Bottom half and techniques to implement
Bottom half" is a generic operating system term referring to the deferred portion of interrupt processing, so named because it represents the second, or bottom, half of the interrupt processing solution. In Linux, the term currently has this meaning, too. All the kernel's mechanisms for deferring work are "bottom halves." Some people also confusingly call all bottom halves "softirqs," but they are just being annoying. "Bottom half" also refers to the original deferred work mechanism in Linux. This mechanism is also known as a "BH," so we call it by that name now and leave the former as a generic description. The BH mechanism was deprecated a while back and fully removed in 2.5. Currently, there are three methods for deferring work: softirqs, tasklets, and work queues. Tasklets are built on softirqs and work queues are entirely different.
Using Softirqs
Softirqs are reserved for the most timing-critical and important bottom-half processing on the system. Currently only two subsystems networking and SCSIdirectly use softirqs. Additionally, kernel timers and tasklets are built on top of softirqs. If you are adding a new softirq, you normally want to ask yourself why using a tasklet is insufficient. Tasklets are dynamically created and are simpler to use because of their weaker locking requirements, and they still perform quite well. Nonetheless, for timing-critical applications that are able to do their own locking in an efficient way, softirqs might be the correct solution.
Tasklets
Tasklets are a bottom-half mechanism built on top of softirqs. As already mentioned, they have nothing to do with tasks. Tasklets are similar in nature and work in a similar manner to softirqs; however, they have a simpler interface and relaxed locking rules. The decision between whether to use softirqs versus tasklets is simple: You usually want to use tasklets. Softirqs are required only for very high-frequency and highly threaded uses. Tasklets, on the other hand, see much greater use. Tasklets work just fine for the vast majority of cases and they are very easy to use.
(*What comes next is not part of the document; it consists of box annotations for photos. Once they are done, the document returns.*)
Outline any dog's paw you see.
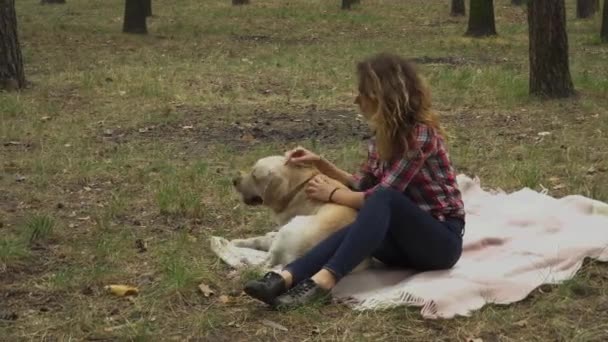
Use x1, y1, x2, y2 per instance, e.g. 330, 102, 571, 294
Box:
230, 239, 249, 247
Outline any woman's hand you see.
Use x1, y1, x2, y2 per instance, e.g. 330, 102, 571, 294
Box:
305, 175, 336, 202
285, 146, 321, 164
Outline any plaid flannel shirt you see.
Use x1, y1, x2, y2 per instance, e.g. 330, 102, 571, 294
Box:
353, 124, 465, 221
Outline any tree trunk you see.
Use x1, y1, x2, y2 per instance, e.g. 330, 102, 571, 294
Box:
528, 0, 574, 98
600, 0, 608, 43
122, 0, 148, 34
0, 0, 25, 90
576, 0, 599, 19
144, 0, 152, 17
342, 0, 359, 9
450, 0, 467, 17
465, 0, 496, 37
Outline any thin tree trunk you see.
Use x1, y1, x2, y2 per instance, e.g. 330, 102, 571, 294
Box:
144, 0, 152, 17
528, 0, 575, 98
122, 0, 148, 34
450, 0, 467, 17
600, 0, 608, 43
465, 0, 496, 37
576, 0, 599, 19
0, 0, 25, 90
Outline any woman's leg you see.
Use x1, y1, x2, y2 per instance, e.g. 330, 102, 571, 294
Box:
283, 226, 350, 284
323, 189, 462, 280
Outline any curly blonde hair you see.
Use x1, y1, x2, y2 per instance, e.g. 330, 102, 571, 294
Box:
357, 53, 444, 161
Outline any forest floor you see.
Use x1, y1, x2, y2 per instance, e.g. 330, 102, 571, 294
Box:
0, 0, 608, 341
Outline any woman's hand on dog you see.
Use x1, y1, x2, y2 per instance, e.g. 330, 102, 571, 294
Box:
285, 146, 321, 164
305, 175, 336, 202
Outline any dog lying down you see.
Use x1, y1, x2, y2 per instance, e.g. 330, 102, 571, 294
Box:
231, 156, 369, 271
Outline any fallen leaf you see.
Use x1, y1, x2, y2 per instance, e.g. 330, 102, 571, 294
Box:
198, 283, 215, 297
135, 239, 148, 253
553, 184, 566, 190
104, 285, 139, 297
241, 133, 255, 142
262, 319, 288, 331
0, 312, 19, 321
513, 319, 528, 328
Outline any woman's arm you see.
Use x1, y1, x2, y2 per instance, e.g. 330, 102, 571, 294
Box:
331, 188, 365, 210
315, 157, 356, 187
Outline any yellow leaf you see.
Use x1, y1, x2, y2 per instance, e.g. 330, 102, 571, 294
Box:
105, 285, 139, 297
198, 283, 215, 297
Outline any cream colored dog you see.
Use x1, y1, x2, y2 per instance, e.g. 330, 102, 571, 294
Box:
231, 156, 367, 270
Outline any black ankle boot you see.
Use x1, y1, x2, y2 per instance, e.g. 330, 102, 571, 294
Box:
243, 272, 287, 305
273, 278, 331, 310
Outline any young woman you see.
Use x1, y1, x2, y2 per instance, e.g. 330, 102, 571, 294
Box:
244, 54, 465, 308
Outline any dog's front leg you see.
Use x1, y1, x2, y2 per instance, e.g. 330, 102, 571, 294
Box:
230, 232, 277, 252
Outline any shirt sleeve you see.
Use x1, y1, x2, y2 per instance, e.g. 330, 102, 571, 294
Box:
352, 144, 372, 190
365, 127, 437, 198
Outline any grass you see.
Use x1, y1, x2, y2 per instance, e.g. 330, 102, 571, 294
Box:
0, 0, 608, 341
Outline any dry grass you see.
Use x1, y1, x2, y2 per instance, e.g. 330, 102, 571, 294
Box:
0, 0, 608, 341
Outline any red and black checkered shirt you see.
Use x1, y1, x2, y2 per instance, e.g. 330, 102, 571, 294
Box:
354, 124, 465, 221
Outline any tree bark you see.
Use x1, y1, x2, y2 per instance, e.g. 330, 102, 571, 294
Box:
465, 0, 496, 37
600, 0, 608, 43
0, 0, 25, 90
450, 0, 467, 17
576, 0, 600, 19
144, 0, 152, 17
342, 0, 359, 9
528, 0, 575, 98
122, 0, 148, 34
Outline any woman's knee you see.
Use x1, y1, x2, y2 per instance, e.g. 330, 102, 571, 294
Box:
369, 187, 403, 201
367, 187, 408, 208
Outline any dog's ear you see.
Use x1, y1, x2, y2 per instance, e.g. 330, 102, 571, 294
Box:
261, 170, 289, 205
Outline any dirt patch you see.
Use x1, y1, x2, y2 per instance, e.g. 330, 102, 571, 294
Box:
97, 109, 369, 148
231, 34, 319, 45
411, 56, 507, 66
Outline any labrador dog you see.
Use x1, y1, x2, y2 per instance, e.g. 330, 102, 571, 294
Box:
231, 156, 368, 271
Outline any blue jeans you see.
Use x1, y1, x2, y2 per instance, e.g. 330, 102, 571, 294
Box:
285, 188, 464, 284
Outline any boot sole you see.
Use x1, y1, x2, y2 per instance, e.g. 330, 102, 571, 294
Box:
243, 286, 275, 305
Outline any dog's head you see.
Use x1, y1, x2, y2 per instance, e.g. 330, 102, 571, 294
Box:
232, 156, 316, 208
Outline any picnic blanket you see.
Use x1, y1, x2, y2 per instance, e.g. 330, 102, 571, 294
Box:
211, 175, 608, 319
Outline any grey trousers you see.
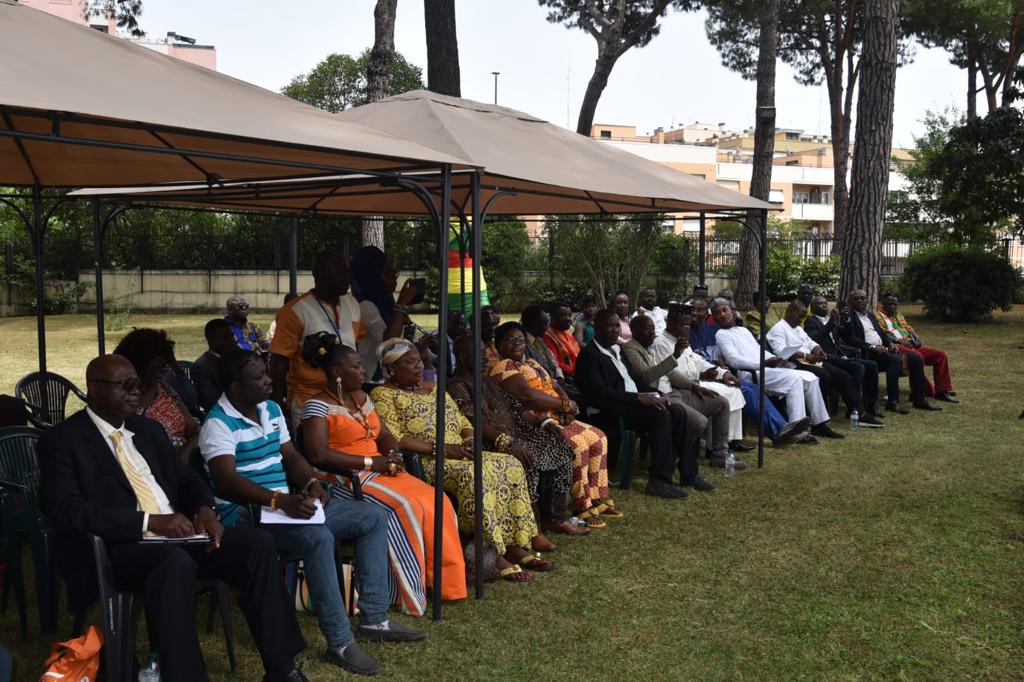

In most cases, tasklets are the preferred mechanism with which to implement your bottom half for a normal hardware device. Tasklets are dynamically created, easy to use, and very quick. Moreover, although their name is mind-numbingly confusing, it grows on you: It is cute.
Work Queues
Work queues are a different form of deferring work from what we have looked at so far. Work queues defer work into a kernel thread this bottom half always runs in process context. Thus, code deferred to a work queue has all the usual benefits of process context. Most importantly, work queues are schedulable and can therefore sleep.
Normally, it is easy to decide between using work queues and softirqs/tasklets. If the deferred work needs to sleep, work queues are used. If the deferred work need not sleep, softirqs or tasklets are used.